Aparecidos es el ejemplo perfecto de lo que ocurre cuando un director pretensioso no tiene la prioridad de contarle un buen cuento al espectador sino hacer un film de denuncia con un marcado comentario social para que su trabajo sea tomado como una obra de arte inteligente.
Este film es la ópera prima del realizador español Paco Cabezas que fue filmada en Argentina y combina de manera desastrosa el generó de terror con la última dictadura militar ocurrida en nuestro país.
El film tiene un comienzo prometedor pero a partir del momento en que se presenta bien el conflicto todo se hunde en el abismo.
Ya de por si el catalizador del conflicto es una estupidez sin sentido que no resiste análisis.
El protagonista se obsesiona con tratar de salvar a una familia que fue asesinada en un hotel del sur argentino hace más de 20 años.
¿Pero si están muertos como va a salvarlos?
Bueno, esa es la primera incoherencia de una larga serie de situaciones que se desarrollan a lo largo de la película que no tienen razón de ser.
El fantasma malvado del director Paco Cabezas, por ejmplo, se sube en un momento a una camioneta y ataca al vehículo de los protagonistas en la ruta como si fuera Jeepers Creepers.
Desde cuándo los fantasma manejan vehículos libremente por las calles es un misterio.
Dos minutos después que el malo destroza el auto de los personajes principales, la pareja protagónica entra a un bar a tomar un café con leche como si no hubiera pasado nada.
En ese sentido también la dirección de actores brilla por su ausencia.
Ni las motivaciones de los protagonistas ni la del villano tienen un fundamento definido por eso la película es un rejunte de situaciones incoherentes.
En un momento el fantasma que interpreta Pablo Cedrón inclusive se pone a torturar a uno de los protagonistas como si fuera Michael Meyers.

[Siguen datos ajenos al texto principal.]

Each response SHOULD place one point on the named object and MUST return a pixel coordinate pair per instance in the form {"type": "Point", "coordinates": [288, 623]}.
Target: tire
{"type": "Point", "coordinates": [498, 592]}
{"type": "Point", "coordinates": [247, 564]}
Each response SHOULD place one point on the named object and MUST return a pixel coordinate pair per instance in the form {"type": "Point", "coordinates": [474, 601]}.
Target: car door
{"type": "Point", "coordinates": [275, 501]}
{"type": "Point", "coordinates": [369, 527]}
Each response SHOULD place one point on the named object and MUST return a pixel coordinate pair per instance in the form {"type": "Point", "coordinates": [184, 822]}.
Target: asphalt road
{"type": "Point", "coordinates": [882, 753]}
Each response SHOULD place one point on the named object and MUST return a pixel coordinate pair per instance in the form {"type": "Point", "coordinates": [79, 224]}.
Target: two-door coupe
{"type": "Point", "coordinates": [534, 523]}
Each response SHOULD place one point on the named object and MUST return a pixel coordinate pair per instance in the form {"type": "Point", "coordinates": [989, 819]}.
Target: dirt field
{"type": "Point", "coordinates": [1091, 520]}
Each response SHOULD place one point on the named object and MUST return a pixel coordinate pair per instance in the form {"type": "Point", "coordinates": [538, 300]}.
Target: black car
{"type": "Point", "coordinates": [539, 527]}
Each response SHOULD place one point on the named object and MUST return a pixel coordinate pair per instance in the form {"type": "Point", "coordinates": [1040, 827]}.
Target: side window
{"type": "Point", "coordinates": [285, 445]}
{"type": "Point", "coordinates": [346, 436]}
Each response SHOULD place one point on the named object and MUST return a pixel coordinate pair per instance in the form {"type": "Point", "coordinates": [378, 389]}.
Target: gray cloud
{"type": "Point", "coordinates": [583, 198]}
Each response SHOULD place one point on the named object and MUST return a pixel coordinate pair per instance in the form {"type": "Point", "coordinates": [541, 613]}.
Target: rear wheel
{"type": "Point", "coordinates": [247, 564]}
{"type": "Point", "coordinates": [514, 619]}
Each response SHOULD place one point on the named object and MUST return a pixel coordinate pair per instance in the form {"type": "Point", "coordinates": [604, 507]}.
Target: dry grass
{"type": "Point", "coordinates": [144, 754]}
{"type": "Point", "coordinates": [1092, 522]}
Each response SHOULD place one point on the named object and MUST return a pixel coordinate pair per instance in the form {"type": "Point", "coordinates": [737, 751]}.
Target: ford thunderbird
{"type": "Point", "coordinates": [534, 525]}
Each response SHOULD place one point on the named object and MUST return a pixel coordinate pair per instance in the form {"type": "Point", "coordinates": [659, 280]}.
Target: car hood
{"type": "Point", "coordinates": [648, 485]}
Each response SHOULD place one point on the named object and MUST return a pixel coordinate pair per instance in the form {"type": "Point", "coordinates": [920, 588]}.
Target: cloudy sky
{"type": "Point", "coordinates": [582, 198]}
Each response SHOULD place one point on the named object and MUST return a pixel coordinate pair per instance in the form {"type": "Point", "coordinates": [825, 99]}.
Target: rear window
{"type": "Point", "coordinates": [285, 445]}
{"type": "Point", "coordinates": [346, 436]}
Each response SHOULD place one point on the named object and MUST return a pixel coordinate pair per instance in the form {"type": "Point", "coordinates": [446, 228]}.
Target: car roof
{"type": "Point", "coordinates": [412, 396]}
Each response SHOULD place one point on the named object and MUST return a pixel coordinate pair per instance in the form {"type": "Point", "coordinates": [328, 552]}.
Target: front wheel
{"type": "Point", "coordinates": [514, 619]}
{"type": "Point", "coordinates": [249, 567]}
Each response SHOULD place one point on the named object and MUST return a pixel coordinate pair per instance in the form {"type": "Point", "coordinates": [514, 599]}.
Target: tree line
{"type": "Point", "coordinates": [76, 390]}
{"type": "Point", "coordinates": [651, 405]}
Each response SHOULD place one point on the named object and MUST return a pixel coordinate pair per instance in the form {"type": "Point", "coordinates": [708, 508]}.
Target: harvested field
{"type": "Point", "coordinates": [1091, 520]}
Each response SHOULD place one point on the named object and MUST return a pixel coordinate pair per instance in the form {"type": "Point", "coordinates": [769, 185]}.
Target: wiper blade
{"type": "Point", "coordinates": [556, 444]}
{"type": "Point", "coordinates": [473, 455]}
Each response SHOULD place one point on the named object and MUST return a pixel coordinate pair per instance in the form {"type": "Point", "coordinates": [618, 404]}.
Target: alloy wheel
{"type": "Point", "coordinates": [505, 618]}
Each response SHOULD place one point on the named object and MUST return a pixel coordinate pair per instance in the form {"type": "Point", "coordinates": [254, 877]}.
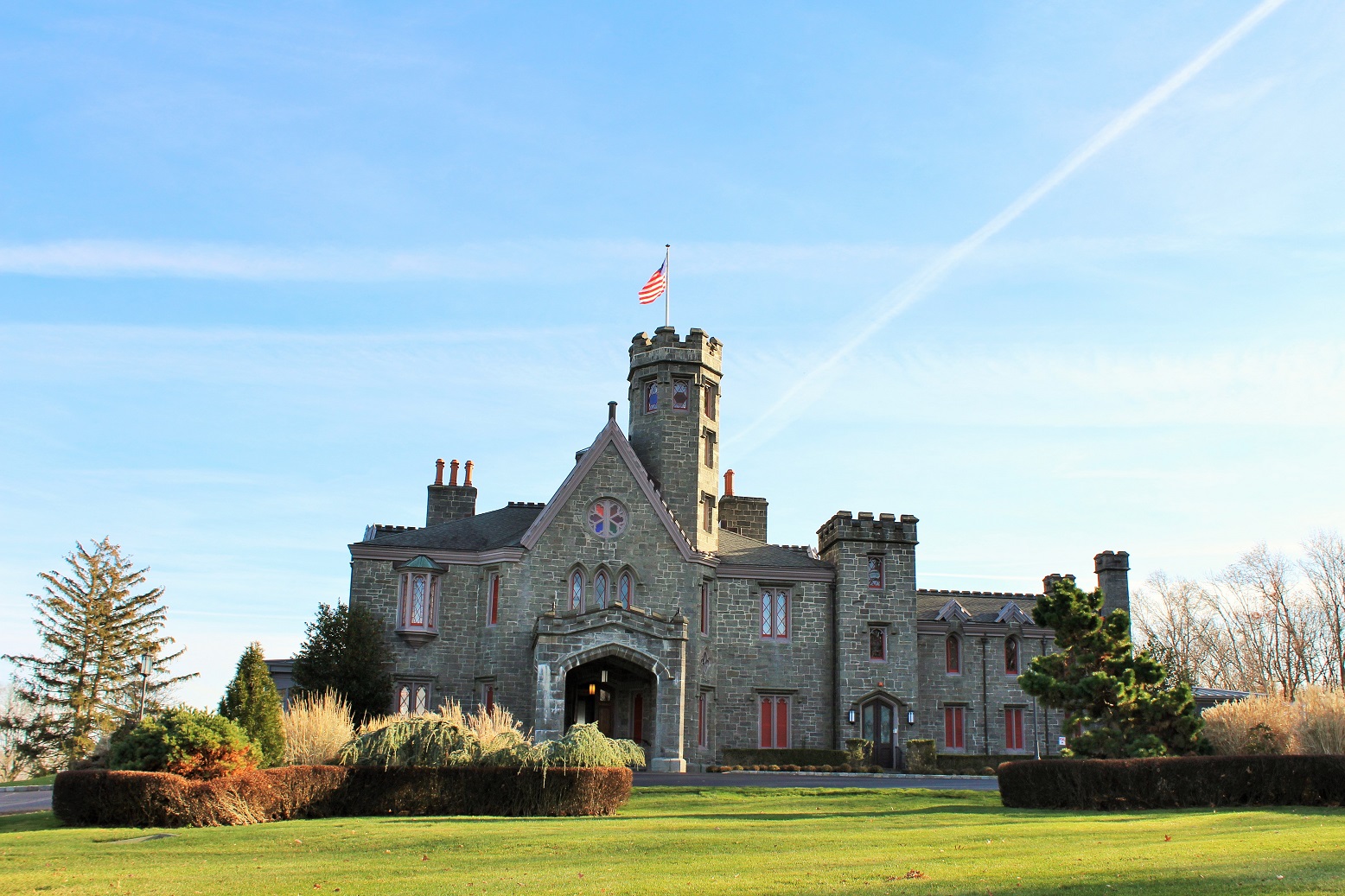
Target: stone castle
{"type": "Point", "coordinates": [647, 601]}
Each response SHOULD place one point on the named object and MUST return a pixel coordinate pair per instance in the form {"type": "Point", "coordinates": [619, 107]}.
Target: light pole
{"type": "Point", "coordinates": [147, 664]}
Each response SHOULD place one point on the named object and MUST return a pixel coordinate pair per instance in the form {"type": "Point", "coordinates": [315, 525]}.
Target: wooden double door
{"type": "Point", "coordinates": [877, 724]}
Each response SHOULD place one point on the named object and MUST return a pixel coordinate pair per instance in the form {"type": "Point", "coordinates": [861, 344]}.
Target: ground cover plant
{"type": "Point", "coordinates": [709, 841]}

No recuerdo haber visto una historia de fantasmas donde los espíritus operen de esa manera. Realmente todo lo que sucede es cualquiera.
La realidad es que más que un film de terror Aparecidos es un supuesto thriller con elementos sobrenaturales.
Uso la palabra supuesto porque el suspenso brilla por su ausencia. Cabezas intentó hacer un film distinto de fantasmas con un comentario social absolutamente ridículo.
Los desaparecidos y la expropiación de bebés son temas que están totalmente tirados de los pelos y que además fueron trabajados con todos los clichés posibles.
La contracara de este bodrio sería El laberinto del Fauno, donde Guillermo Del Toro trabajó el tema de la guerra civil española con elementos de fantasía de manera brillante.
Aquella película no sólo era atrapante sino que además tenía momentos dramáticos fuertes muy emocionales.
Aparecidos es un cambalache que combina fantasmas, con milicos represores y muertos políticos sin el menor sentido y lo peor es que además aburre.
De todas maneras, es justo destacar que el equipo técnico que colaboró con el director
hizo un trabajo excelente. Esto también hay que destacarlo y hay que separar los tantos.
El diseño de producción es fabuloso y toda la ambientación que armaron para la historia, como el hotel donde ocurren los crímenes, está muy bien lograda.
Lo mismo ocurre con la soberbia fotografía de Andreu Rebés, quien supo sacarle jugo con maestría a los paisajes de la Patagonia.
Hay escenas que registran paisajes naturales en las rutas del sur que se ven espectaculares.
Pero bueno, lamentablemente la historia es un desastre y por eso no sorprende que el film haya pasado sin pena ni gloria por los cines en España y Estados Unidos.
De las últimas producciones españolas que vimos en este género en el último tiempo esta es la más pobre de todas.
En materia de terror, la gran propuesta de esta semana es Criatura de la noche.